On 8 Mar 2005 at 11:39, Frantisek wrote:

> Hi,
>    another concern of mine about these devices is that most of them
>    seem to not be well shock protected. The devices I was able to see
>    insides of (the ones that have user-changeable HDD and somebody
>    posted photos on internet), do not have any shock protection for
>    either the PCB with electronics or the harddrive itself. I assume
>    2.5" notebook drives have reasonably rugged mechanics inside, 

<snip>

>    What I would like to see in such an unit would be:
> 
>    1) shock-mounted innards. Electronics AND hdd.

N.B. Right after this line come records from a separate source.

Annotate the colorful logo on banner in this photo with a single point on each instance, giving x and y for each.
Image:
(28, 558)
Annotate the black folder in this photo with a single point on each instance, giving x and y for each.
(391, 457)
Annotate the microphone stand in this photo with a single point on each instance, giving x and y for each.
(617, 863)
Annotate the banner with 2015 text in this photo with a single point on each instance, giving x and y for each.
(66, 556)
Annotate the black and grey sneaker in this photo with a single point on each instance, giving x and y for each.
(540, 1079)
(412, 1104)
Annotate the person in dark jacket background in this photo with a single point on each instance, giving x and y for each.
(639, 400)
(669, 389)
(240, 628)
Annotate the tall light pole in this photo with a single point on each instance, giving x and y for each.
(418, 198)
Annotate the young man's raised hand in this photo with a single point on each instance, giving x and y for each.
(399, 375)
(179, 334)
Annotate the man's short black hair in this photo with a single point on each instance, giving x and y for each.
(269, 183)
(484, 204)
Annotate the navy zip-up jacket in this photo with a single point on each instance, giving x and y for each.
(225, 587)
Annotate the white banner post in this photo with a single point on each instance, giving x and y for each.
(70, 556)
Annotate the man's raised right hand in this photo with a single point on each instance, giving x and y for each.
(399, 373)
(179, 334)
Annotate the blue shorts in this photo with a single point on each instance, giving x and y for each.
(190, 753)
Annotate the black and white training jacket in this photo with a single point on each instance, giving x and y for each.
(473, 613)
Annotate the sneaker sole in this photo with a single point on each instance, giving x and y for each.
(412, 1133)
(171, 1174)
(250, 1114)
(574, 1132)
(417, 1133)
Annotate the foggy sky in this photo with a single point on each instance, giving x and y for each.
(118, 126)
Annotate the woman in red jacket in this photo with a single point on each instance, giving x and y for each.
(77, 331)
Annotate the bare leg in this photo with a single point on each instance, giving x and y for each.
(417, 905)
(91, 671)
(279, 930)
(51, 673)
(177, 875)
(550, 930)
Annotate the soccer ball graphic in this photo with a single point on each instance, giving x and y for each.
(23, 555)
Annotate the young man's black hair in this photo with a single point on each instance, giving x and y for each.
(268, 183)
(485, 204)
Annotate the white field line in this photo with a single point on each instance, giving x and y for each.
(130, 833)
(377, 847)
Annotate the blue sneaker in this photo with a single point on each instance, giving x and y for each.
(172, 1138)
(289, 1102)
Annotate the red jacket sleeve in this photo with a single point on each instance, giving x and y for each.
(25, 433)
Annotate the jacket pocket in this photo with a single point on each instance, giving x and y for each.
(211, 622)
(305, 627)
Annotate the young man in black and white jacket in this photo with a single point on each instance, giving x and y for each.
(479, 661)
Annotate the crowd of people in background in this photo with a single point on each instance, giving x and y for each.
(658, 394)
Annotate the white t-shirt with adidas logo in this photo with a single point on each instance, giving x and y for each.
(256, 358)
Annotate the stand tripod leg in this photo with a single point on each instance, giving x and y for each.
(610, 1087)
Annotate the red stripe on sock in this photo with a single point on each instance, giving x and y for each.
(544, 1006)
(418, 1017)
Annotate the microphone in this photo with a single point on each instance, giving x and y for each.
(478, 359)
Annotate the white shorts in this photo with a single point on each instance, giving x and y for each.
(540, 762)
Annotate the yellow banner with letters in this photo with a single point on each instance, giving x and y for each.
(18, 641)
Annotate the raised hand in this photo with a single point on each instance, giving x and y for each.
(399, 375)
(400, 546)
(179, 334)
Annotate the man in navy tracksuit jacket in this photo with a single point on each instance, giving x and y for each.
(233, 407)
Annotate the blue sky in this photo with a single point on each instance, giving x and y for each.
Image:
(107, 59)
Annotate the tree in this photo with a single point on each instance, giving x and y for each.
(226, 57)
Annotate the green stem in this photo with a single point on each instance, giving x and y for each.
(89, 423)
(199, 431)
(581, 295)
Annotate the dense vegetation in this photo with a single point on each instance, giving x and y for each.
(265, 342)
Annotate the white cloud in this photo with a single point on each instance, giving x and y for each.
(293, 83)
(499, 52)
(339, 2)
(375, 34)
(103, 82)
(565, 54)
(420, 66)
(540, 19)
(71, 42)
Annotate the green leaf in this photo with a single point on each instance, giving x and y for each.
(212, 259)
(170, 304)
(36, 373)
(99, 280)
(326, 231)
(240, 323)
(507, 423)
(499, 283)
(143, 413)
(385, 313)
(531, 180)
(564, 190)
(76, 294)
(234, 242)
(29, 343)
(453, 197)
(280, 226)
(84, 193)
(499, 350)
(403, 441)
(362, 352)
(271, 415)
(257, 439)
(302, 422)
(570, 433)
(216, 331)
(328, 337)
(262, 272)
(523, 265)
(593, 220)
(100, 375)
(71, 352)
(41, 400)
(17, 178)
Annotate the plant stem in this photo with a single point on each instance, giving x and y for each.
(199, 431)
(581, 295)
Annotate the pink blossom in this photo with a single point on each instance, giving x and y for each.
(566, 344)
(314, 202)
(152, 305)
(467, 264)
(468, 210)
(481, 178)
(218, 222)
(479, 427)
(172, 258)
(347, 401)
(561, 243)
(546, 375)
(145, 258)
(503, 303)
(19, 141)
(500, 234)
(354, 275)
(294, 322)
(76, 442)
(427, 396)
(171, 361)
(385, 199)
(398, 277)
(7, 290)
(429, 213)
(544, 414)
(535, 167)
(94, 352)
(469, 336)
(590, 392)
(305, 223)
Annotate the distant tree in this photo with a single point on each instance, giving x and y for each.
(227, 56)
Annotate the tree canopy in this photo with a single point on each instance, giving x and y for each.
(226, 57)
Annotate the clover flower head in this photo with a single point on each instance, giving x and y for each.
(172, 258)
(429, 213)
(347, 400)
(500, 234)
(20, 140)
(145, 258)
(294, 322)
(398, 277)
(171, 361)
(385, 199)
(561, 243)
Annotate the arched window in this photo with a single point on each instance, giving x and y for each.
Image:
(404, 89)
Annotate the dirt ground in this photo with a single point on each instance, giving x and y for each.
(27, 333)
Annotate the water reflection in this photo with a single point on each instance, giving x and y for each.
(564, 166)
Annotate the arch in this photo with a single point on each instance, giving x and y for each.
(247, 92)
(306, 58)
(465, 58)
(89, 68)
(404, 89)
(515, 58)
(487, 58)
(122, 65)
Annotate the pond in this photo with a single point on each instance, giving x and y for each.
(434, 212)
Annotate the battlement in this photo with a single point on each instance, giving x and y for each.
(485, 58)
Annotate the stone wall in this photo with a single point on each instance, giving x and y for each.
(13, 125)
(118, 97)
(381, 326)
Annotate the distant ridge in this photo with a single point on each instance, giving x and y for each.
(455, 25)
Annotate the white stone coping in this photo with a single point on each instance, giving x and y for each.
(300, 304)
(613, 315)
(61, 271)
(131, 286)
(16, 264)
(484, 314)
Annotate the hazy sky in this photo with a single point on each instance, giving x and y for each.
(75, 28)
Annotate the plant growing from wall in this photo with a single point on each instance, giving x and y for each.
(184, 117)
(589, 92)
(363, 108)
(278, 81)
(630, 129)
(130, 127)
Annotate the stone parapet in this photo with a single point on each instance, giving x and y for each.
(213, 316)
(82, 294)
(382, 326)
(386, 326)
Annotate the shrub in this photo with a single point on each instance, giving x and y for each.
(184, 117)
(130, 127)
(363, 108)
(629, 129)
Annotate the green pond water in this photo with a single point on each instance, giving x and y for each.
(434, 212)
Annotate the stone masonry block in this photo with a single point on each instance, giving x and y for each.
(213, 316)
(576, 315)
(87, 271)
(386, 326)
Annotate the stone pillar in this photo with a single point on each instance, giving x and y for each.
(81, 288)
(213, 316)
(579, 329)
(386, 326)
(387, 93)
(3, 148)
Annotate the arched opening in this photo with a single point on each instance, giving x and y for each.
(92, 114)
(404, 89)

The 2.5" lap-top HDD now have pretty extraordinary shock resistance when they 
are parked (shut down) and far greater shock resistance than larger drives when 
in operation. I don't think the robustness of a small fibre glass board is of 
any real concern, lap-top bards usually fail when they are bent or twisted, 
small boards are very shock resistant if they are properly supported in a 
robust frame. Adding any kind of shock mounting will significantly increase the 
volume of the unit, not desirable for portable devices. Most come with a padded 
case but there is nothing stopping anyone a little paranoid from building a 
more robust case or even carting one about in a little Pelican case or 
something similar.

>    2) in the best models, dustproof and spilllproof

Most won't suffer from dust problems but spill proof isn't a feature I guess 
you'll see too soon, the solution again would be back to the Pelican case idea 
I suspect.

>    3) easy and reliable verification of transfers

My current CompactDrive illuminates a red LED if it encounters a verification 
error.

>    4) running on interchangeable batteries (rechargeable (secondary) AAs seem 
> to
>    be the best, as you can get longlasting primary Lithiums when you can't
>    recharge the NiMHs, _with_ voltage regulation (so for 5V HDDs, running from
>    5-6AA cells _with_ regulated voltage down to stable 5V. The Compactdrive is
>    unregulated, sadly.

These devices could be regulated but they would need to implement a small DC-DC 
switch-mode supply if running on 4 regular rechargable cells, unfortunately 
even with the most efficient regulation there would be significant mAh consumed 
by the regulation system alone.

>    Is that asking too much ;-) ?

In a word, yep

>    I guess it's again the old quality vs. quantity...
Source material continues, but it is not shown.